Gemma Chapman, HR Manager for Lovewell Blake

An important unanimous ruling by six Supreme Court judges determined that drivers for taxi firm Uber should be classed as employed workers – entitling them to a range of benefits such as National Minimum Wage and holiday pay.

Although there are no Uber taxis in Norfolk, the judgement has major implications for many firms in the region, says Gemma Chapman, HR Manager at Lovewell Blake.

“The court decided that because Uber set contract terms, determined fares, set rules about accepting rides and the criteria for customer ratings, that their drivers are in a ‘position of subordination and dependency’ in relation to the cab firm, and so should be regarded as employed workers,” said Ms Chapman.

“The ruling will have a major impact not just in the taxi industry, but in many businesses which rely on an independent contractor workforce, including food delivery firms, couriers and delivery companies.

“The case makes it clear that no matter what might be written in a contract, if the relationship between a business and a worker is not genuinely a self-employed one, then tribunals are going to rule based on the reality of the situation, not what is written down in a contract.

“The case came down to the element of control that the employer has over the worker: if they are determining working hours, don’t allow the worker to send a substitute, are supplying equipment or a vehicle, or in some other way controlling when and how the worker works, then it is likely a tribunal will regard the worker as having employed status.”

Ms Chapman said that the judgement should be a reminder to businesses to review the relationships they have with contracted workers on a regular basis.

“It’s likely that the publicity around this ruling will embolden individuals to go to tribunal to seek employed status, either while they are working for a business, or when they no longer work for the business.
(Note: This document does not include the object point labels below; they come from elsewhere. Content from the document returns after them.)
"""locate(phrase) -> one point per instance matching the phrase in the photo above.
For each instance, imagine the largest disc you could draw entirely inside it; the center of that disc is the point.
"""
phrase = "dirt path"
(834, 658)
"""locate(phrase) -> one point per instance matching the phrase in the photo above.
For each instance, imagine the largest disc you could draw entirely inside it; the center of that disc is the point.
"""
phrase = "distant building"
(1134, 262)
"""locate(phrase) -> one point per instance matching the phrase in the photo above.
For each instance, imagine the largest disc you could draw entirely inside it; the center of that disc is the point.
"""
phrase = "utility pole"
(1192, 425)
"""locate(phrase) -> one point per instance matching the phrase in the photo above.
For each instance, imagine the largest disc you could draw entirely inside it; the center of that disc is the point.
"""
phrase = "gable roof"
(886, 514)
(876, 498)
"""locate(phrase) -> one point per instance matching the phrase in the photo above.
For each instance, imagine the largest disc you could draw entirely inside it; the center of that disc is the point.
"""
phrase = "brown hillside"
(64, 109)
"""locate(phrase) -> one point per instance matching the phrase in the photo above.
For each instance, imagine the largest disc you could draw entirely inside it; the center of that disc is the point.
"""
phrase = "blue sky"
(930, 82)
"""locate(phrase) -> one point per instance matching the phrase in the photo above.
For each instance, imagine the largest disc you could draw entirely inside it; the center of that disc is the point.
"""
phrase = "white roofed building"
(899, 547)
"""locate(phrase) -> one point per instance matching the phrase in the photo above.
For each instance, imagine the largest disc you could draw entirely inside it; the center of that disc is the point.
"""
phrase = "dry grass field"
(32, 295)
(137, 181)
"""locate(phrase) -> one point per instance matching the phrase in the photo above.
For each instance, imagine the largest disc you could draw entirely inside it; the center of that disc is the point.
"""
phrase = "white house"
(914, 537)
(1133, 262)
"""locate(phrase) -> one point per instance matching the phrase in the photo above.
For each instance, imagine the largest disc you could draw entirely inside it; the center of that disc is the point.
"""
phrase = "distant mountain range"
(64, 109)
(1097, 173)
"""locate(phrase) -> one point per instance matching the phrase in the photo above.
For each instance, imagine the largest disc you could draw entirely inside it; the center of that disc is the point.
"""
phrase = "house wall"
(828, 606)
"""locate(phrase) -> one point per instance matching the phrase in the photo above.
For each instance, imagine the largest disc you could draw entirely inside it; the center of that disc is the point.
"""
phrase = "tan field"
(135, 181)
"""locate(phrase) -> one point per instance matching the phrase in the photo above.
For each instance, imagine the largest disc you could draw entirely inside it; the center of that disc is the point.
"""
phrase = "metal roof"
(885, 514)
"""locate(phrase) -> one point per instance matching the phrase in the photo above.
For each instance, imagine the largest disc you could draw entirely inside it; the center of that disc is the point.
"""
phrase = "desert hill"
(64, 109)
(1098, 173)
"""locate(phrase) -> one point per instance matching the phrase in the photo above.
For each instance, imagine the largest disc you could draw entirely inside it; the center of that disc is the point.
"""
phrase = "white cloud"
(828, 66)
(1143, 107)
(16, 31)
Such cases could lead to substantial claims for backdated holiday pay and underpayment of the National Minimum Wage, and even in some cases claims for unfair dismissal if employee status is established.

“This case should be a wake-up call for businesses to conduct an urgent review of the relationship they have with independent contractors, and to take expert advice on whether they should be regarded as workers, or even employees.”